The US Supreme Court has agreed to hear the case of the Trump policy set down in the public charge case. What that policy did was to deny green cards to immigrants who would end up living on government freebies.
The Trump policy defined “public charge” as an immigrant who receives one or more designated public benefits for more than 12 months within a 36-month period.
Many government benefits are finite. In other words, once they are out of money for the year, such as in the case of HUD grants, no one else can collect benefits, no matter how badly off they might be. The idea is to preserve those benefits for American citizens. That is just common sense. But, the Biden administration that favors illegal aliens over the hated American citizens tried to stop the policy and allow as much feeding at the government trough by non-citizens as possible.
After the case moved to the Supreme Court, the Biden administration said that they refused to defend the public charge rule. That is when eleven states stepped in and decided they would defend the case themselves. Arizona AG Mark Brnovich is leading the charge.
The other states defending the rule include Alabama, Arkansas, Indiana, Kansas, Louisiana, Mississippi, Montana, Missouri, Oklahoma, Texas, and West Virginia.
The concept behind the public charge rule instituted by President Trump was a simple one. It favored immigrants who would not be dependent on the federal government for their livelihood. But, Biden wants to reverse that for the simple reason that those who live off the government without paying taxes are much more likely to vote for Democrats, the taxpayers be damned.
The rule was struck down by the Ninth Circuit Court of Appeals, but after the Supreme Court agreed to hear the case, the Biden administration said it would not seek to defend the rule in court.

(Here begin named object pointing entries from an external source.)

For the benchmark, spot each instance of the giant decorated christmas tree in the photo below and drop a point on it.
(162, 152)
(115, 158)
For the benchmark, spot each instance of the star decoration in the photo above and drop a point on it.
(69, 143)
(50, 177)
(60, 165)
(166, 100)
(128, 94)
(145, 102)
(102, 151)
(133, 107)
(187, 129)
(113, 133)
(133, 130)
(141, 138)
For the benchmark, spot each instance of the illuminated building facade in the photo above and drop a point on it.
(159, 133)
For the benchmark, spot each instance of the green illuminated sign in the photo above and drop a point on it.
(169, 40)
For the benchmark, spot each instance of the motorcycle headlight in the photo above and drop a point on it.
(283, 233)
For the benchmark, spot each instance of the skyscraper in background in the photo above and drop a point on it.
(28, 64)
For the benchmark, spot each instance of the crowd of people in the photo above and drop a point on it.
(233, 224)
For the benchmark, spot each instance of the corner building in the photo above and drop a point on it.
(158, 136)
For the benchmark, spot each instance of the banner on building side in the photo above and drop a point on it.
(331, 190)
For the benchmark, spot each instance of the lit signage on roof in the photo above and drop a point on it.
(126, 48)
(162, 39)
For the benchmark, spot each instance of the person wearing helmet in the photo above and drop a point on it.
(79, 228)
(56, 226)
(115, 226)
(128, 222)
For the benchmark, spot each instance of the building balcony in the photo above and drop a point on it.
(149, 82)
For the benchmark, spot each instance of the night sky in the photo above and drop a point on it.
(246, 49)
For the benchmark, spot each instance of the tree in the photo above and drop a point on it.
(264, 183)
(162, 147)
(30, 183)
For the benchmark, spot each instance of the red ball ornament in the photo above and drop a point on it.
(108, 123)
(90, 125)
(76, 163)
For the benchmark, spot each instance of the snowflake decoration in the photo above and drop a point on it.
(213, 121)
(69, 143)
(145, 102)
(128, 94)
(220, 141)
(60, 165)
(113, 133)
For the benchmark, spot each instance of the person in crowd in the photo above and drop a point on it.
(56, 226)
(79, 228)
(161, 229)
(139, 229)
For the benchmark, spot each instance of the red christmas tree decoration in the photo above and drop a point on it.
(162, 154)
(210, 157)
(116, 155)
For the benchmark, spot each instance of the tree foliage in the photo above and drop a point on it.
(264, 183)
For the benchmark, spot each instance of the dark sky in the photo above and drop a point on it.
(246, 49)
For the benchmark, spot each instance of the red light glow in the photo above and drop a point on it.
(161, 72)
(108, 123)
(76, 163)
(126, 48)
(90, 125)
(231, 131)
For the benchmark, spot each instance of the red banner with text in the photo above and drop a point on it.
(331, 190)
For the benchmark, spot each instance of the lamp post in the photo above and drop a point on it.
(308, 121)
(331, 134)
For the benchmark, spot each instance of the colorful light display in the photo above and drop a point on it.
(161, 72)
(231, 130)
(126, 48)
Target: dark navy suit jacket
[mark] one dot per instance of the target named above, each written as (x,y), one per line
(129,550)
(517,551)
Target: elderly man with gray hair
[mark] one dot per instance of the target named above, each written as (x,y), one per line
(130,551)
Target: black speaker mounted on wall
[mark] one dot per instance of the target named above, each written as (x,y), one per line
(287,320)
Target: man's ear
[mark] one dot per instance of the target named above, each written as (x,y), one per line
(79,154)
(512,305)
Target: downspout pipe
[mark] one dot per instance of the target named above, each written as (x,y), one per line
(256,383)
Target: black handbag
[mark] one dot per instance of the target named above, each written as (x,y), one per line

“The 2019 public charge rule was not in keeping with our nation’s values. It penalized those who access health benefits and other government services available to them,” DHS Secretary Alejandro Mayorkas said in March.
As a result, a coalition of 11 Republican states led by Arizona sought to intervene to defend the rule, petitioning the Court to accept review of the case and have it heard in full. They accused the Biden administration of surrendering the case in a way that had been done by no prior administration.